Then they went and dealt with their eggs, just as efficiently, using a spoon and some sort of scoop. When they were done, they generously gave the tools over to two of the other Princes without even being asked.

“Very kind,” Lily murmured.

Then just as calmly as they had arrived, the two men got on their horses and galloped off. A slow gallop, meant to eat distance without tiring the horse. Rosa felt like applauding.

But the distraction of new riders turning up and trying even more ploys on the hapless sheep was too much, and she turned her atten
tion back to the trial. Several of the men finally decided to be herd-dogs themselves, banding together to chivvy all their sheep at the pens at once. Which was fine, and a good idea, but the pens weren’t made for more than three sheep each, and the wooly idiots all tried to crowd into one, met the fence, panicked and began leaping over each other’s backs to get out again.

It became very clear that eventually what was going to happen was that, short of more magic, or someone who actually knew what to do about the sheep, the Princes were going to keep paying the shepherds to take care of the problem for them, and there were going to be enough discarded implements to get the eggs moved into their lines. Rosa glanced over at Lily, who nodded. They used the mirror to get back to the one set up at the starting line, which was now the finish line.

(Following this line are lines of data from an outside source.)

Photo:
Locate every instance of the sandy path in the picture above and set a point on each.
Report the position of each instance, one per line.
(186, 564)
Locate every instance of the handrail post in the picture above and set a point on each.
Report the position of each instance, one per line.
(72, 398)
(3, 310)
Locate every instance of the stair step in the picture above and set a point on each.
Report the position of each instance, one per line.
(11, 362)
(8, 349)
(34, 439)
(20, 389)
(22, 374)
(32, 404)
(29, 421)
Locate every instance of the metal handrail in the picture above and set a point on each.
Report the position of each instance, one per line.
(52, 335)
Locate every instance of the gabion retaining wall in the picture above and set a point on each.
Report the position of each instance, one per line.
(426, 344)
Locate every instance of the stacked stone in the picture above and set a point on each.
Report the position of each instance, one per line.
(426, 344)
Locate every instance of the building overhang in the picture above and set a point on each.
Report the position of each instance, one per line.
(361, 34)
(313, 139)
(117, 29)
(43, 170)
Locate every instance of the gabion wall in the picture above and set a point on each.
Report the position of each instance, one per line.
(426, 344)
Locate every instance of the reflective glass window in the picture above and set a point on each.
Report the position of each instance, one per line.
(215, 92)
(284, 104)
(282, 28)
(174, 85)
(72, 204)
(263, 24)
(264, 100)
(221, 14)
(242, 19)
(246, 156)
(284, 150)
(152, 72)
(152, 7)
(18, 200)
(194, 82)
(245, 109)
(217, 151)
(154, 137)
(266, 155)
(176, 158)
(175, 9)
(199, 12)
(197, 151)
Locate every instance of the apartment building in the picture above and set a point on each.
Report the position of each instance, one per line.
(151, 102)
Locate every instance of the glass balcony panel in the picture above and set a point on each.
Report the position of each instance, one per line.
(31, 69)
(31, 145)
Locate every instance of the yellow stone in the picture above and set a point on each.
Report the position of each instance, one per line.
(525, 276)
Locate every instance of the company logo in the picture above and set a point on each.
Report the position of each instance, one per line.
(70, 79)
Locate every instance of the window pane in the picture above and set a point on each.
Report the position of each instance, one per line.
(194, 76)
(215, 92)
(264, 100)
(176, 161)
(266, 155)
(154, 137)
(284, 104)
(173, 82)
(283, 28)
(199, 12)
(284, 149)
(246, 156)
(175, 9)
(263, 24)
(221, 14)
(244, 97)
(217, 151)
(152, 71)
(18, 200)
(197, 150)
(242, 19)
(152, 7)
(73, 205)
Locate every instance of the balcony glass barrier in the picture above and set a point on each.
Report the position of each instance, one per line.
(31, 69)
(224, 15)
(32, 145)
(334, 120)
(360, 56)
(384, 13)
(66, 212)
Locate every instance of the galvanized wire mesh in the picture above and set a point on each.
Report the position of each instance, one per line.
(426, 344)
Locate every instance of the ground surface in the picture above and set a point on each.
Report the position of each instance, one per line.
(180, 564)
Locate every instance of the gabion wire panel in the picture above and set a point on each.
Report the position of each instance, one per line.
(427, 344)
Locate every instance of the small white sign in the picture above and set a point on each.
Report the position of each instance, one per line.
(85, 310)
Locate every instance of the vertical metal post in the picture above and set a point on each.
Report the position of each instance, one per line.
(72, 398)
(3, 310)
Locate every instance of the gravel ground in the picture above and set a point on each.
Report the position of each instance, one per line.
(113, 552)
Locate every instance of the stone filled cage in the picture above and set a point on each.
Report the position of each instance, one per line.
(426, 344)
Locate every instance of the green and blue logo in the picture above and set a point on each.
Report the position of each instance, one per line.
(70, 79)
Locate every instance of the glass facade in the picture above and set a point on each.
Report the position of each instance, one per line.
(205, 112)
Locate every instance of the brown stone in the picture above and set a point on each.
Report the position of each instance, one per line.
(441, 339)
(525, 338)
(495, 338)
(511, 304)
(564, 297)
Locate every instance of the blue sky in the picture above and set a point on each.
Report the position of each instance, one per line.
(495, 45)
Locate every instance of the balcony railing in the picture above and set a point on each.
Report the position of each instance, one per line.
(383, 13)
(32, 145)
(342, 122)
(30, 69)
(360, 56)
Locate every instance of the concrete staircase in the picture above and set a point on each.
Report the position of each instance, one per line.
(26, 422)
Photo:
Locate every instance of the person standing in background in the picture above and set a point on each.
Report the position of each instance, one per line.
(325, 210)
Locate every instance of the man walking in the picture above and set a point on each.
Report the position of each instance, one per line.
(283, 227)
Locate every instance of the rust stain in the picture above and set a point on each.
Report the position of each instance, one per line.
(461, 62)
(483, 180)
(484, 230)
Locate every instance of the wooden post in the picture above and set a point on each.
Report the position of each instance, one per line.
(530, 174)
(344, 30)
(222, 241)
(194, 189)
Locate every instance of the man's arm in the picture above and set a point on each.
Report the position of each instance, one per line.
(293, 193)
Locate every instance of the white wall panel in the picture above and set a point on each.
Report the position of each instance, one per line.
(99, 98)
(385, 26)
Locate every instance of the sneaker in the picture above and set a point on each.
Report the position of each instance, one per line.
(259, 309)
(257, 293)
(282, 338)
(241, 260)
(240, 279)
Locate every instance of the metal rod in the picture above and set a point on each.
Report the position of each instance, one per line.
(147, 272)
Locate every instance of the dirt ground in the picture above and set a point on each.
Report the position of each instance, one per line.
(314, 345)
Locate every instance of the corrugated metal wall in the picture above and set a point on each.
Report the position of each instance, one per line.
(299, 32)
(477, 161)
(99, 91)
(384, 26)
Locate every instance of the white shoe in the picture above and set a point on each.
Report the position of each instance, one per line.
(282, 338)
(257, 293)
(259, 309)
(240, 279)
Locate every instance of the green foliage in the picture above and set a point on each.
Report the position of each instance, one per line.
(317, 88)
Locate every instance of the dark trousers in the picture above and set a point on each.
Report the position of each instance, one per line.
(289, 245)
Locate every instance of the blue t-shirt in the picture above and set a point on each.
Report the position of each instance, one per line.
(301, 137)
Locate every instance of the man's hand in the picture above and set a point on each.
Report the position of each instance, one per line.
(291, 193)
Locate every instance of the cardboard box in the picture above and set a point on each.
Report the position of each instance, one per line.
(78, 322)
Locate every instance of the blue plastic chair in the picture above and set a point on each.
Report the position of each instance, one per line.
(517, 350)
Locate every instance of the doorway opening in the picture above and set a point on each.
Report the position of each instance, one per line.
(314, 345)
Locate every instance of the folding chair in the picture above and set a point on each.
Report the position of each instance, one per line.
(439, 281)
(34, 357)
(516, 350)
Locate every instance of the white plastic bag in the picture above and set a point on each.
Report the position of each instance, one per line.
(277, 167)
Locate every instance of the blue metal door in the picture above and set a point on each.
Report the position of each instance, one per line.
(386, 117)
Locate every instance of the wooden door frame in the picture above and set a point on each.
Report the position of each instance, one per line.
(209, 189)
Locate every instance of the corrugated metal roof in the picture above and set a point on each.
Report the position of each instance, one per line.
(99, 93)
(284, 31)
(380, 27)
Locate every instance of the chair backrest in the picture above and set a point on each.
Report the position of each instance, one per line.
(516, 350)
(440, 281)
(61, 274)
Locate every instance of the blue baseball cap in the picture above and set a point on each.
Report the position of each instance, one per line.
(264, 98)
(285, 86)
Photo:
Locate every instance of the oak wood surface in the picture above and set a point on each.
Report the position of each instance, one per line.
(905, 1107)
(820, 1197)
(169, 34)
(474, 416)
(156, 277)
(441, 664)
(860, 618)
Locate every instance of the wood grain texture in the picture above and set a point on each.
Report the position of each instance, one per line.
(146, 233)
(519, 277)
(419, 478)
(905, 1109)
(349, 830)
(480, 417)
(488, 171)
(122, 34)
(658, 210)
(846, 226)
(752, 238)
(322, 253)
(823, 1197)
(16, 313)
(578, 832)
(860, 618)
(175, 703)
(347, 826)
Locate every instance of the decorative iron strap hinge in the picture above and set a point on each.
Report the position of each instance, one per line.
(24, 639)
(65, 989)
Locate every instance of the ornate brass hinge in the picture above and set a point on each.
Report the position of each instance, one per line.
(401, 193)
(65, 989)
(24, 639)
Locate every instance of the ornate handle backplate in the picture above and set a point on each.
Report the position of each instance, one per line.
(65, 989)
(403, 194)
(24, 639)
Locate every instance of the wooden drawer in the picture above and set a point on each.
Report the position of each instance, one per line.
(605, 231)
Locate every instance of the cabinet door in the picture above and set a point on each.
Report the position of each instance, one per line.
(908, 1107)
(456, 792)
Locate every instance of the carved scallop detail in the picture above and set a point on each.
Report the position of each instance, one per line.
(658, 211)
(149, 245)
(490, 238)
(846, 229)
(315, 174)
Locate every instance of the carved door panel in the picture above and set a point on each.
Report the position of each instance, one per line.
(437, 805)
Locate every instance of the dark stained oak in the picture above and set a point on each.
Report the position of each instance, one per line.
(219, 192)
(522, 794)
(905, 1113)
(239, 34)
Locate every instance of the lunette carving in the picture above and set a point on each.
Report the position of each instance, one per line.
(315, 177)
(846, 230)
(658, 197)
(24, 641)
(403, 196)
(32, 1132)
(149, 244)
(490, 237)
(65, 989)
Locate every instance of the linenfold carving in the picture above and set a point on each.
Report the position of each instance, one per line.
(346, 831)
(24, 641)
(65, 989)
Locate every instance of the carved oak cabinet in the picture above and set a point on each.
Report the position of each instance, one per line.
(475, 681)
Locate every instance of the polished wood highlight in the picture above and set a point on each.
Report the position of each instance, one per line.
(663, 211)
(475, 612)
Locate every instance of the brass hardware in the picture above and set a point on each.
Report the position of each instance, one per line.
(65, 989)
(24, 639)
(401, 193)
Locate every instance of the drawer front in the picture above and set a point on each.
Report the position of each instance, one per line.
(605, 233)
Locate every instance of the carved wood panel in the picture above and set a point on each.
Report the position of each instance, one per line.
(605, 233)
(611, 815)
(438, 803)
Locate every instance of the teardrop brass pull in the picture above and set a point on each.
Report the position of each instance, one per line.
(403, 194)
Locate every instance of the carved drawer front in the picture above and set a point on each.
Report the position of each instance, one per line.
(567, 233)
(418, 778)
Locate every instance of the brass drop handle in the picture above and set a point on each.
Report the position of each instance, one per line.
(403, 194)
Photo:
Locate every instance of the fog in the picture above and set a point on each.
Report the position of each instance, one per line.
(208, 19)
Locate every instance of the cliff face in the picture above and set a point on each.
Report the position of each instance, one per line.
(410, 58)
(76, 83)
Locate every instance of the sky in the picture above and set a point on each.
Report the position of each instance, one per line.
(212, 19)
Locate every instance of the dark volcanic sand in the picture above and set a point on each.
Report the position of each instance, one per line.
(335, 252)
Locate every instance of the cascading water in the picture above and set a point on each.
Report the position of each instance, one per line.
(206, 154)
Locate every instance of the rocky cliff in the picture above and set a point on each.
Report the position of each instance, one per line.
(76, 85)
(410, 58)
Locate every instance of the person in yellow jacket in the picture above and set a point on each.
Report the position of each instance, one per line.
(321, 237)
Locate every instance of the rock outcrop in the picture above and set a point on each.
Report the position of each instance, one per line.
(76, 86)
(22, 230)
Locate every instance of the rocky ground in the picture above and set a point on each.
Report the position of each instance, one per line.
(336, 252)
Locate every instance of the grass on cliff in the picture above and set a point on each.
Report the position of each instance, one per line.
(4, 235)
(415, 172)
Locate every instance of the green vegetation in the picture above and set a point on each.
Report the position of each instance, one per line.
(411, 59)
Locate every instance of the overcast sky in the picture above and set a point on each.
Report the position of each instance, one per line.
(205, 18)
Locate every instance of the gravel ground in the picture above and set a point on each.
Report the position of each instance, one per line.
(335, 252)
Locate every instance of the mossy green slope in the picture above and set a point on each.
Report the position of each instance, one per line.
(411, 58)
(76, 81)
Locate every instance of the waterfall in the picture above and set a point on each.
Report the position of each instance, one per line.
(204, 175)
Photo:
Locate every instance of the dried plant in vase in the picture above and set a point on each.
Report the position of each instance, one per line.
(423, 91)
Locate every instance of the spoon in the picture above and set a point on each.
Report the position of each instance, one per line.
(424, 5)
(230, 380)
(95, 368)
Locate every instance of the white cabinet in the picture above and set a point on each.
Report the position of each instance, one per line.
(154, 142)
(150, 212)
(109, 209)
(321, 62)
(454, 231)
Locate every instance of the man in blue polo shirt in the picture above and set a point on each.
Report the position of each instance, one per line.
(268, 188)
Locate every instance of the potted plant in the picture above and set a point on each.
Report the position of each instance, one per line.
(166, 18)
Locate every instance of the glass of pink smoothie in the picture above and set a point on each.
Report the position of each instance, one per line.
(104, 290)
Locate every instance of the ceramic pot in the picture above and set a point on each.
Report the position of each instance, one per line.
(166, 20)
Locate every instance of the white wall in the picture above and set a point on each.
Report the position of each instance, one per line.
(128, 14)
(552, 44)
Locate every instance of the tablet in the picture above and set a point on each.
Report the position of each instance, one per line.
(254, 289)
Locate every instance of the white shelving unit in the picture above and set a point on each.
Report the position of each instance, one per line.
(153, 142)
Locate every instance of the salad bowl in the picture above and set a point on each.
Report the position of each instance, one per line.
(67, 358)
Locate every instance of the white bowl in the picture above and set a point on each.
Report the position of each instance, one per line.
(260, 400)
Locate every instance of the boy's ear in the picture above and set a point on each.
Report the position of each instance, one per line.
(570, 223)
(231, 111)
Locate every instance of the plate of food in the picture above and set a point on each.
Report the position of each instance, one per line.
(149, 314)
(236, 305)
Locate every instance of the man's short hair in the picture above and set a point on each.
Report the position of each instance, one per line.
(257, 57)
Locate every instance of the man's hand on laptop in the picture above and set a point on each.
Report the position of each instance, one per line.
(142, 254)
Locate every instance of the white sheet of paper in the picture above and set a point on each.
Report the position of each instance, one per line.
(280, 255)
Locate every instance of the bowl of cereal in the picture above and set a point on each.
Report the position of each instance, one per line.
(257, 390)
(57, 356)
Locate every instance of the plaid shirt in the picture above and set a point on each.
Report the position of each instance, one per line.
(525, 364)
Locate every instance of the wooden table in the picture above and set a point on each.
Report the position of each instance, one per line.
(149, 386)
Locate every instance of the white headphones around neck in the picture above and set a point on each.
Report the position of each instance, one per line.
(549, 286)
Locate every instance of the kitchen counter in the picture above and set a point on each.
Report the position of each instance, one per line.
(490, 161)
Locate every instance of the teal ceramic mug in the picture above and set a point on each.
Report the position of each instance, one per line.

There were already some of the first arrivals there, with the clerks that Lily had left in charge. These were not the ones who had arrived at the sheepfolds first; their mouse-horses were not exhausted and they were mostly clean of egg. Prince Desmond was among them, standing a little apart from the others, his expression pleasant but unreadable, as he waited for his own horse to be brought to him.

 

“When this is over, those shepherds back there are going to be able to hire more shepherds to do their work for them,” Leopold said to Siegfried, as they rode toward the finish line. “In fact, their dogs are going to be able to hire dogs!”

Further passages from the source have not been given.